TACITO.  Opere, con la traduzione in volgar fiorentino del signor Bernardo Davanzati posta riscontro al testo latino. Con le postille del medesimo e la dichiaratione d'alcune voci meno intese. Et una copiosissima tavola. Venetia, per il Pezzana, 1677.

Cm. 22,5, pp. (62) 720 (8). Bellissima antiporta incisa in rame con titoli contornati da numerose figure allegoriche di Roma. Testo bicolonne, italiano e latino. Bel marchio tipografico al frontespizio, bei capilettera xilografici e alcune testatine. Bella legatura del tempo in piena pergamena rigida; dorso a 5 nervi con titoli in oro. Graziose impressioni a secco al centro dei due piatti, tagli spruzzati, segnacolo in seta verde. Carta decorata d'epoca ai contropiatti. Traccia di antica nota di possesso manoscritta al frontespizio. Esemplare fresco e ben conservato. Ottima edizione Pezzana delle opere complete di Tacito, con il testo originale latino affiancato dalla celebre versione del letterato fiorentino Bernardo Davanzati (1529-1606).

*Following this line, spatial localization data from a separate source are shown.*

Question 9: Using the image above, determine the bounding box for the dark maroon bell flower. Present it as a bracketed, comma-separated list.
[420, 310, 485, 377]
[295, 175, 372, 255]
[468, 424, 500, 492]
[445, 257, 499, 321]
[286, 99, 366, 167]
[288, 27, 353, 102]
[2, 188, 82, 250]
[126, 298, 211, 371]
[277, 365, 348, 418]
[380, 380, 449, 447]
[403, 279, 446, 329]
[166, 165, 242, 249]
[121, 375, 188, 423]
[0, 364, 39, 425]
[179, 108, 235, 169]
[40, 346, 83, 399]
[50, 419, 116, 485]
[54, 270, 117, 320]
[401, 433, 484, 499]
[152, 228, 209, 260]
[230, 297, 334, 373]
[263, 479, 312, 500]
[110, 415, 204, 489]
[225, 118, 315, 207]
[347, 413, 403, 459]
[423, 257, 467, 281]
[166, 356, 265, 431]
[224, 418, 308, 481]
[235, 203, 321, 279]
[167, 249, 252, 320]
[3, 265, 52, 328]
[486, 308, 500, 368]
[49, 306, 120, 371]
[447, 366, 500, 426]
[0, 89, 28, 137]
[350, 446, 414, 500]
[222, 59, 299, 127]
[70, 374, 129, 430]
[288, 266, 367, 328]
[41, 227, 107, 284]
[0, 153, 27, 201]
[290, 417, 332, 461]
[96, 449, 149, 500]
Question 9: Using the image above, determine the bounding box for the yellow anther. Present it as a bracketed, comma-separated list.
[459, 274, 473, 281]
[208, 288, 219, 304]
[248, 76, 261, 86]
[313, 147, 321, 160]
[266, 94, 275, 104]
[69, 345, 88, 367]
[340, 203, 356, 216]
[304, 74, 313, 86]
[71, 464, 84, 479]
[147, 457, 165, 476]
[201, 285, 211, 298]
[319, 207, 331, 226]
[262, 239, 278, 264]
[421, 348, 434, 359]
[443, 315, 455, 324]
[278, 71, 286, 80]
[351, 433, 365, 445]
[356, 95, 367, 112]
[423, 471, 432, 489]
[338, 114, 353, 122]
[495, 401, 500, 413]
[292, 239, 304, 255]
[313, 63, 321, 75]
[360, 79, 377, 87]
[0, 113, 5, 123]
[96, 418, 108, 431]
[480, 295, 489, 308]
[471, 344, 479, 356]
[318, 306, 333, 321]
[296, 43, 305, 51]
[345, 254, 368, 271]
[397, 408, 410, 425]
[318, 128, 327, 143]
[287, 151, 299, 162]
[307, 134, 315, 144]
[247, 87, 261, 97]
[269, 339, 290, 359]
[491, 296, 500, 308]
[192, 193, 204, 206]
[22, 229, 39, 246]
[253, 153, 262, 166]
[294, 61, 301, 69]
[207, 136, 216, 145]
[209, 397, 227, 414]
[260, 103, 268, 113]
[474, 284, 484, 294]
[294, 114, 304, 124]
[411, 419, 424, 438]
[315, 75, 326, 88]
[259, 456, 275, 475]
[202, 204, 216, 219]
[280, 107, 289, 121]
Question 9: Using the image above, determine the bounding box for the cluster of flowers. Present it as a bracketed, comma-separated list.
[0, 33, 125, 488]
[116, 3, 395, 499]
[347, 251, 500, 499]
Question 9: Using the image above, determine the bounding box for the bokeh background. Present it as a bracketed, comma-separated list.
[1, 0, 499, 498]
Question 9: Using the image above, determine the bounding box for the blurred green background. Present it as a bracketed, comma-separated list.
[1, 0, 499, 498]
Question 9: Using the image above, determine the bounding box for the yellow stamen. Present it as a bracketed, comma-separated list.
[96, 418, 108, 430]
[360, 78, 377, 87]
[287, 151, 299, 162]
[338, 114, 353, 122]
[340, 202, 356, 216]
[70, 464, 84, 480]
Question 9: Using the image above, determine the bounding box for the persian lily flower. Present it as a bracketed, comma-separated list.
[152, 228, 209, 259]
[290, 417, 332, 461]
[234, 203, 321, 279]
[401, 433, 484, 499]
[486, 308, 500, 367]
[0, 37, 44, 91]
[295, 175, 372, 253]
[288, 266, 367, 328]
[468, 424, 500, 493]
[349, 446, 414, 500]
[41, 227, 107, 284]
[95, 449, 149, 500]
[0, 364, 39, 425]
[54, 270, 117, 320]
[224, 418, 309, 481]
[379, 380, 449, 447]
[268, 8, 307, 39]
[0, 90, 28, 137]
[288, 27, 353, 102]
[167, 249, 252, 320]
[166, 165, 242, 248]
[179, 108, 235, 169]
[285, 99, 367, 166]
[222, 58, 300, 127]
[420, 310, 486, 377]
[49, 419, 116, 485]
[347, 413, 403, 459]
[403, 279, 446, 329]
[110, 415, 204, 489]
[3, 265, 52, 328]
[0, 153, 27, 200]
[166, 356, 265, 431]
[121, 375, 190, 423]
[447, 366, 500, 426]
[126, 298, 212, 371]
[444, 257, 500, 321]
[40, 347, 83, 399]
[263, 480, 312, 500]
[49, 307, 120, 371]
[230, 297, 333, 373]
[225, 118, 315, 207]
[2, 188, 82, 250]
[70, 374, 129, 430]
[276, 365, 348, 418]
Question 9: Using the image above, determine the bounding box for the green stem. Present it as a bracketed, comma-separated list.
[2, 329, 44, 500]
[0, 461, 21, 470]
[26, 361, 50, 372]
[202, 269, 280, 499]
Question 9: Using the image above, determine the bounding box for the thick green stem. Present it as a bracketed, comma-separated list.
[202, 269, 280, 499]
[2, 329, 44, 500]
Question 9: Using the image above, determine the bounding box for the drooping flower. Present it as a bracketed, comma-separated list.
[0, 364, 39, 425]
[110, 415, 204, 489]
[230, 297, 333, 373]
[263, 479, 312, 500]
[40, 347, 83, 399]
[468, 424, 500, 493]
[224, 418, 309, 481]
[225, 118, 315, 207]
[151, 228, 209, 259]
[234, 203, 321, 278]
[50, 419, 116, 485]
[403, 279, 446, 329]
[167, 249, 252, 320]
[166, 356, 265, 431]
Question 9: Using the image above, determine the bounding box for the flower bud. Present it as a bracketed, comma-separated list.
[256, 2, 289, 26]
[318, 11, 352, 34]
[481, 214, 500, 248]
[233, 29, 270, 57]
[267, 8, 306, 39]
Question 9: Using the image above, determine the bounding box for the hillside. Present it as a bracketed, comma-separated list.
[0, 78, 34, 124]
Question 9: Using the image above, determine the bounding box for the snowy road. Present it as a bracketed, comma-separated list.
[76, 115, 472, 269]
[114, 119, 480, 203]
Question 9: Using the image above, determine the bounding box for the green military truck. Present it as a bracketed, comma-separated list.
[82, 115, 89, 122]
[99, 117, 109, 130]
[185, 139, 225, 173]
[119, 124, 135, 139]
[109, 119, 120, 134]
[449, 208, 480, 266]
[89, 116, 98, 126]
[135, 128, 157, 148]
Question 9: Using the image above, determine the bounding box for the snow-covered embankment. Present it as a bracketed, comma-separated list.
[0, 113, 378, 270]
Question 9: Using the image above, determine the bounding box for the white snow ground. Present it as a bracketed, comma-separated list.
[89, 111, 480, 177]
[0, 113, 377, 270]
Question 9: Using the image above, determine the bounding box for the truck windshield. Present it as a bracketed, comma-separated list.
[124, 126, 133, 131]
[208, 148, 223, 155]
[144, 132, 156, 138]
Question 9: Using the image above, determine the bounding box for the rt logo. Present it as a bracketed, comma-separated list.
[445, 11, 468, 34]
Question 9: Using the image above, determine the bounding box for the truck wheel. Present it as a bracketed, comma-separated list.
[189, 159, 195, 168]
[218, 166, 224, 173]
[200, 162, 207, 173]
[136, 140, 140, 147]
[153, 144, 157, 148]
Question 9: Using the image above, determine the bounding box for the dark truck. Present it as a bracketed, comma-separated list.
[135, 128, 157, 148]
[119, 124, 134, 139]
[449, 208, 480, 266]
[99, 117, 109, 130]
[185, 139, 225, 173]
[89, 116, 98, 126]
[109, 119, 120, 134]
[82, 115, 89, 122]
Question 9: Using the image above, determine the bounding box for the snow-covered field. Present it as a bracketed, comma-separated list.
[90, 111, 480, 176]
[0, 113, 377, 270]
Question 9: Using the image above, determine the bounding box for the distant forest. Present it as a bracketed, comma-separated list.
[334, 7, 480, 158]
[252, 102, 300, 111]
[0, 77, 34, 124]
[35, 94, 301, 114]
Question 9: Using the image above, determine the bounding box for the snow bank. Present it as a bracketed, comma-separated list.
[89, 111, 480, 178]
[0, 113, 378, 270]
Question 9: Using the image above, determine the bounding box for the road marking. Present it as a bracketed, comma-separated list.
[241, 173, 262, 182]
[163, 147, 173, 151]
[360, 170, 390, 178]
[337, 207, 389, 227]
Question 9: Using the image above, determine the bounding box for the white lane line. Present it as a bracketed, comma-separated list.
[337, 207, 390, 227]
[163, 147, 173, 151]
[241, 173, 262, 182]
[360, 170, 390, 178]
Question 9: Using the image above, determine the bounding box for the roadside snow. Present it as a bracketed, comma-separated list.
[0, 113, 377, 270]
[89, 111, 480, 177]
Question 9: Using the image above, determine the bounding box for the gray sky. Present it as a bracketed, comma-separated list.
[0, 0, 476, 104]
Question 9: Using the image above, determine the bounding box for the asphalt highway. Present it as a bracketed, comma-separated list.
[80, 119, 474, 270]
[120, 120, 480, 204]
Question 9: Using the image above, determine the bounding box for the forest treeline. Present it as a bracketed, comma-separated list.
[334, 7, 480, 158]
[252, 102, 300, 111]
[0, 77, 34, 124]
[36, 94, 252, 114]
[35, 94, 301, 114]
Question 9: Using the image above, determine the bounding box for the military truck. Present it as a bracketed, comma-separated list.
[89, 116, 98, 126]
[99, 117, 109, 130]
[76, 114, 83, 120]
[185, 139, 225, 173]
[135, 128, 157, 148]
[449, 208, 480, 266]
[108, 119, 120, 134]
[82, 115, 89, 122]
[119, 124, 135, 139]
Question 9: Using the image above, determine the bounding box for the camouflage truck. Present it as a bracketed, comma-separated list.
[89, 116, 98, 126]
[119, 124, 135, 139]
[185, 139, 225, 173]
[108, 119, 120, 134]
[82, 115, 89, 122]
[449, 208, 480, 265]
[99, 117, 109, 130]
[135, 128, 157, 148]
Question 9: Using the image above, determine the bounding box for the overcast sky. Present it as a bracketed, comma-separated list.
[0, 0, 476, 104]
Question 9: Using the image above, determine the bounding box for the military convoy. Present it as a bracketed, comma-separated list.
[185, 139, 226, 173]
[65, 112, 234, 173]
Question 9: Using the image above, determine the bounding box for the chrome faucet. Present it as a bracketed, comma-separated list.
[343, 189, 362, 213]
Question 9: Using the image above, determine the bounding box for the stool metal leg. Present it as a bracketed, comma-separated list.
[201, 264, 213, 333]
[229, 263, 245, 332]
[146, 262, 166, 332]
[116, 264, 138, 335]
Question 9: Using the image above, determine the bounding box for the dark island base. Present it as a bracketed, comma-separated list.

La traduzione di Davanzati, definita "la più meravigliosa che sia mai stata fatta" da Ugo Foscolo, rende egregiamente, seppure in uno stile denso di arcaismi e fiorentinismi, l'estrema concisione e secchezza del testo tacitiano, talora reso ancora più stringato dell'originale. Le pp. 685-720 contengono le postille dello stesso Davanzati e alcuni suoi scritti circa le scelte compiute nella traduzione. Cfr. Iccu; non censito in Piantanida, Brunet, Graesse e Gamba.